Politie Peking zoekt Oeigoeren na aanslag

De politie van Peking heeft dinsdag het publiek om informatie gevraagd over twee Oeigoeren in verband met het inrijden op een menigte in de zogeheten Verboden Stad. Het heeft er alle schijn van dat het voorval, waarbij maandag vijf mensen om het leven kwamen en 38 gewond raakten, geen ongeluk was.

Het zwaarbewaakte gebied geldt als een van de politiek gevoeligste plekken in China. De politie heeft tot dusver in het openbaar niets losgelaten over het mogelijke motief voor het incident. Zo is het nog onduidelijk of de twee verdachten behoorden tot de drie inzittenden van het voertuig die om het leven kwamen. Bij de aanrijding kwamen ook twee toeristen om.

Het heeft er alle schijn van dat de bestuurder van de auto niet per ongeluk in het voetgangersgebied terechtkwam. De auto reed op een kruising de stoep op en legde vervolgens nog vierhonderd meter af voordat hij tegen een vangrail bij de Poort van de Hemelse Vrede tot stilstand kwam en in brand vloog. Onderweg ontweek de bestuurder bomen, stoplichten en een controlepost van de autoriteiten

De 38 gewonden vielen onder de mensen die voor de poort stonden, waar een groot portret van Mao Zedong hangt bij de zuidelijke toegang tot het voormalige paleis van de keizer.
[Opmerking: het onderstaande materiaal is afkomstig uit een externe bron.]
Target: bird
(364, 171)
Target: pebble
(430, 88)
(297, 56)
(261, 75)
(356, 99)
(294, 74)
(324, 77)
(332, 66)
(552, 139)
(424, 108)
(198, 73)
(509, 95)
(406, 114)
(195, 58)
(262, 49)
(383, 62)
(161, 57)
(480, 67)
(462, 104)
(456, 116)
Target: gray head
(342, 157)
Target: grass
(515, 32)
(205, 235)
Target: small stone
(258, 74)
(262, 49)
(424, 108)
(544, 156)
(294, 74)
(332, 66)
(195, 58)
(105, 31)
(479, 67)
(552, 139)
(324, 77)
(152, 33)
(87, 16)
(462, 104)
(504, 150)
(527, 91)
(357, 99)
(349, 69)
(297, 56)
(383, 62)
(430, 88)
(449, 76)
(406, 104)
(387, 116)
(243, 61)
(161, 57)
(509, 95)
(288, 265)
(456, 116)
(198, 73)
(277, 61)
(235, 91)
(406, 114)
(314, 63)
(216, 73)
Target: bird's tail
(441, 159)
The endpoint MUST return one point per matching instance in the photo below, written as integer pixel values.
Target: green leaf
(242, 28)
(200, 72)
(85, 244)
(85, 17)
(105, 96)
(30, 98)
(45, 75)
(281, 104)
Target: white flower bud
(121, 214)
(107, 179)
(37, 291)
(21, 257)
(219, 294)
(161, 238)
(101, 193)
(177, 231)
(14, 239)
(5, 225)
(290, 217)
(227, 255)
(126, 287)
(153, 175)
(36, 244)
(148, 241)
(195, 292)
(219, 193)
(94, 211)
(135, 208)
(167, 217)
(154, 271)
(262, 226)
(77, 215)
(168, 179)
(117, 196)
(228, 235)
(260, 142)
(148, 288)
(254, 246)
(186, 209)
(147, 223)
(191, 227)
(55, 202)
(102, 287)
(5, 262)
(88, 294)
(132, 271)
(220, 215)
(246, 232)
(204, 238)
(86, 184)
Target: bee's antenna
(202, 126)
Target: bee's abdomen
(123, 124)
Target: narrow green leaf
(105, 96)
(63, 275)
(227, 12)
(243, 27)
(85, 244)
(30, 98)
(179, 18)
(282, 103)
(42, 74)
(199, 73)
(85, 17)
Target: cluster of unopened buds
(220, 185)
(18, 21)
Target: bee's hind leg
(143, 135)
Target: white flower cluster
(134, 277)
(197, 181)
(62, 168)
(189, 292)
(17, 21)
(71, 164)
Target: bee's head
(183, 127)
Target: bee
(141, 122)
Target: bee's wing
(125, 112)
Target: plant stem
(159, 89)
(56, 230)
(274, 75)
Zhao Fuzhou, een beveiligingsmedewerker van het Xinjiang Dasha hotel in Peking, zei dat de politie navraag deed naar twee verdachten met Oeigoerse namen. Een van hen, Yusupu Wumaierniyazi, was afkomstig uit een stad in Xinjiang waar op 26 juni bij een aanval 24 politieagenten en burgers en dertien extremisten om het leven waren gekomen.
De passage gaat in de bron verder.